11. The storage file management method according to claim 1, wherein when a latest modification time of a first directory fetched from a stack changes, before a sub-directory of said first directory is acquired, comprising:

12. The storage file management method according to claim 11, wherein before determining whether a most recent modification time of a first directory fetched from a stack has changed, further comprising:

placing the first directory in a stack;

and taking the first catalogue out of the stack.

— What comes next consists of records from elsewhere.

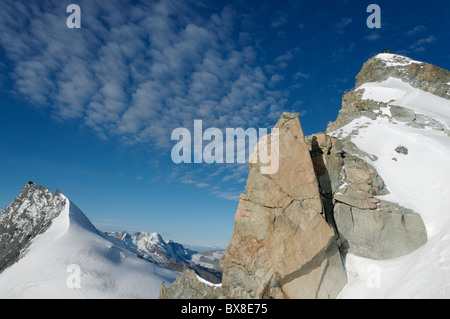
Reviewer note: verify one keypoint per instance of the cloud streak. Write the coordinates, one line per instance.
(137, 72)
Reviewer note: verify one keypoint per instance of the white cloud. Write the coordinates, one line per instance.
(419, 45)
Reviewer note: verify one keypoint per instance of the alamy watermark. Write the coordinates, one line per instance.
(374, 20)
(230, 147)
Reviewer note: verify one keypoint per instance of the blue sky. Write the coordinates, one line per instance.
(90, 111)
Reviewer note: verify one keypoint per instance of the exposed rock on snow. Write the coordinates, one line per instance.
(189, 286)
(62, 247)
(29, 215)
(282, 246)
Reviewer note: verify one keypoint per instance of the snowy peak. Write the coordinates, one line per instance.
(50, 249)
(29, 215)
(400, 89)
(420, 75)
(151, 246)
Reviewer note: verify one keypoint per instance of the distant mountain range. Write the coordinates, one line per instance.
(44, 236)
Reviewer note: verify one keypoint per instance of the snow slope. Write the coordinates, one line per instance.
(419, 180)
(72, 246)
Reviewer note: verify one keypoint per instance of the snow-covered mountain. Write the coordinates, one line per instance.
(399, 115)
(53, 251)
(152, 247)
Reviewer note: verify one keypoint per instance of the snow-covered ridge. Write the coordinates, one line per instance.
(71, 259)
(418, 180)
(396, 92)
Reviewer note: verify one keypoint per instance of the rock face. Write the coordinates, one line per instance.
(29, 215)
(365, 225)
(189, 286)
(293, 226)
(282, 246)
(424, 76)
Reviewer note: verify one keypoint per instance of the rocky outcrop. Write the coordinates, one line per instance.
(365, 225)
(189, 286)
(282, 246)
(29, 215)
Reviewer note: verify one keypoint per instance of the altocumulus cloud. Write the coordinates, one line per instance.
(137, 70)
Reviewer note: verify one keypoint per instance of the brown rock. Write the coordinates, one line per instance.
(282, 247)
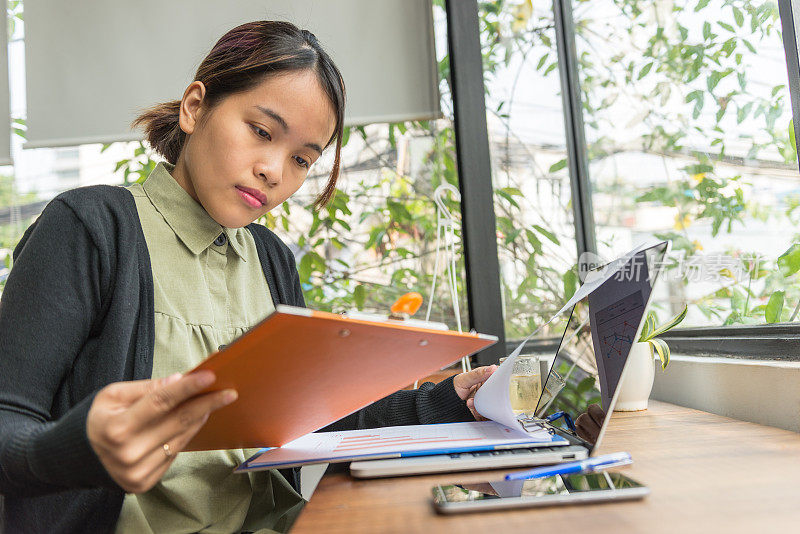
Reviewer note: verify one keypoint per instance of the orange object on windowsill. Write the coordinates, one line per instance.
(406, 306)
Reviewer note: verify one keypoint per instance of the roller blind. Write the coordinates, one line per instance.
(92, 65)
(5, 131)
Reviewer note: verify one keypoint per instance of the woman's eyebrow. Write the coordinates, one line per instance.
(284, 125)
(275, 116)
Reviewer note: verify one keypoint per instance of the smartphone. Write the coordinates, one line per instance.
(545, 491)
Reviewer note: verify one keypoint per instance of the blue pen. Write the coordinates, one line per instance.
(589, 465)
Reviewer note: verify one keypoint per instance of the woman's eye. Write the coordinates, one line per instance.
(262, 133)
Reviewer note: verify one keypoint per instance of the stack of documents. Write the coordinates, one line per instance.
(397, 442)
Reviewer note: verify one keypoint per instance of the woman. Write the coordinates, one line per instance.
(115, 292)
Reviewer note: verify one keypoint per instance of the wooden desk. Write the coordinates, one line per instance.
(706, 474)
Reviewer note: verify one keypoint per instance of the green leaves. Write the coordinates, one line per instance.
(557, 166)
(789, 261)
(662, 349)
(772, 312)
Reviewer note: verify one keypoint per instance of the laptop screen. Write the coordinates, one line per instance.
(585, 374)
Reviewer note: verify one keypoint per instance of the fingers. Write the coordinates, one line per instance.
(129, 392)
(587, 428)
(165, 395)
(129, 438)
(597, 414)
(465, 381)
(180, 426)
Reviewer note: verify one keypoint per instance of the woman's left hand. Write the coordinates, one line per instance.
(467, 384)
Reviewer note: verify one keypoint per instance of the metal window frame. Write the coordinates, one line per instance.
(778, 342)
(478, 227)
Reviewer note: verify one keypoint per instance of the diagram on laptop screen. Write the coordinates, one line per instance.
(617, 325)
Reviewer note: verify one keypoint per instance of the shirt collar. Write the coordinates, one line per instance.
(188, 219)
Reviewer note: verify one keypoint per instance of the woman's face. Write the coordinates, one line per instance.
(253, 149)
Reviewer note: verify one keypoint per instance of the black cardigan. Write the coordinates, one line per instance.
(77, 314)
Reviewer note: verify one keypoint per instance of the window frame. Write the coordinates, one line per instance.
(761, 342)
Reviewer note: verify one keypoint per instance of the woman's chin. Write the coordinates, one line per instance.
(234, 219)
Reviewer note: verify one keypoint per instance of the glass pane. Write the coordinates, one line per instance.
(377, 239)
(535, 231)
(688, 128)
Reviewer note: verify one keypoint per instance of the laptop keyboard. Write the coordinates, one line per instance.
(467, 461)
(509, 452)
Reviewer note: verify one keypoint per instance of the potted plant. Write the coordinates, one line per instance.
(637, 382)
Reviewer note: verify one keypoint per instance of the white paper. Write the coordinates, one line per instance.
(323, 447)
(492, 399)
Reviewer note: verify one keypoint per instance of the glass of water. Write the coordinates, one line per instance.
(525, 385)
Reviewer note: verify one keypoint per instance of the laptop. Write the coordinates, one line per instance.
(583, 380)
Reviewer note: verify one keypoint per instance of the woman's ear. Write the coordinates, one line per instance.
(190, 106)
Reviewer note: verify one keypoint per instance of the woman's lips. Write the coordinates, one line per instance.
(252, 197)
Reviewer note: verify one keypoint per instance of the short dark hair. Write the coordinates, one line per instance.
(240, 60)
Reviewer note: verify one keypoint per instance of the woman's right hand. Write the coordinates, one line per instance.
(137, 428)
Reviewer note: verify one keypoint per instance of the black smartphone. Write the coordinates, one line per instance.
(546, 491)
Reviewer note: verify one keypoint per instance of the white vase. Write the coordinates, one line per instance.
(638, 380)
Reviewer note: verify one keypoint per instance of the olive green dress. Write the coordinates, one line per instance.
(209, 289)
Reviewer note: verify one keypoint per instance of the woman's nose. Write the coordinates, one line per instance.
(271, 171)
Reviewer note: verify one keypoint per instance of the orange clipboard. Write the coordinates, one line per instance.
(300, 370)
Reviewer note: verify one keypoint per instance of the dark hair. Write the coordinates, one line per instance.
(240, 60)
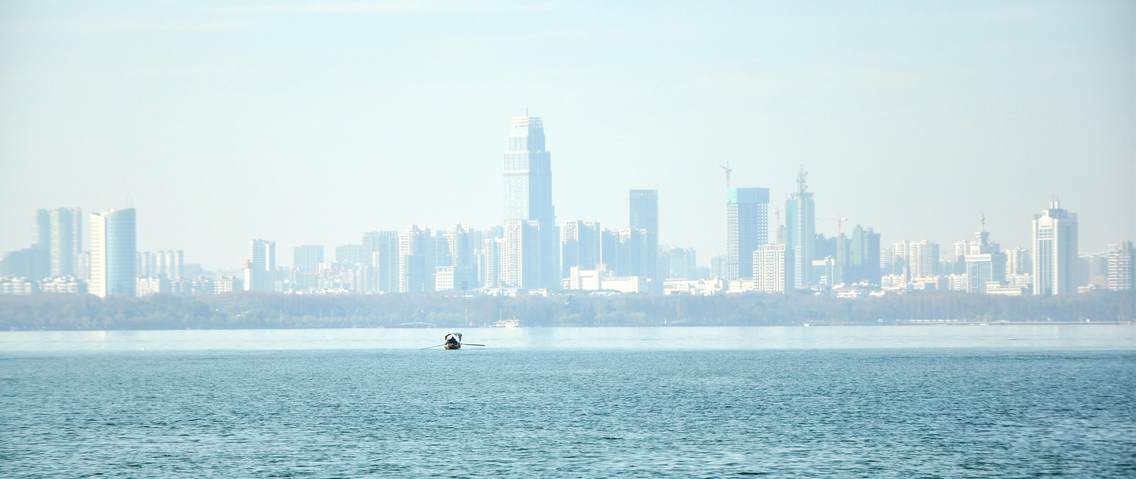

13. The storage file management method according to claim 1, wherein acquiring a sub-directory of said first directory comprises

14. The storage file management method of claim 13, wherein traversing said first directory in a cleanable manner comprises:

15. The storage file management method according to any one of claims 1 to 14, further comprising:

16. A storage file management apparatus, comprising:

the first judging module is used for judging whether the subdirectory is empty or not; judging whether the subdirectory is empty or not, namely judging whether the subdirectory exists in the next layer of the subdirectory or not;

The removing and processing module is used for taking out the second catalogue from the queue until the catalogue in the stack and the queue is empty, and carrying out corresponding operation on a database for storing the catalogue according to the latest modified time change condition of the second catalogue;

the removal and processing module comprises:

the second operation submodule is used for carrying out corresponding operation on the database according to the storage condition of the second catalogue in the database when the latest modification time of the second catalogue changes;

the first operation submodule includes:

A first judging unit, configured to judge whether the size of the second directory changes;

a first updating unit, configured to update storage path information of the second directory in the database if the size of the second directory changes;

17. An AI platform, comprising:

a memory for storing a computer program;

a processor for implementing the steps of the storage file management method according to any one of claims 1 to 15 when executing said computer program.

18. A computer readable storage medium, characterized in that the computer readable storage medium has stored thereon a computer program which, when executed by a processor, implements the steps of the storage file management method according to any of claims 1 to 15.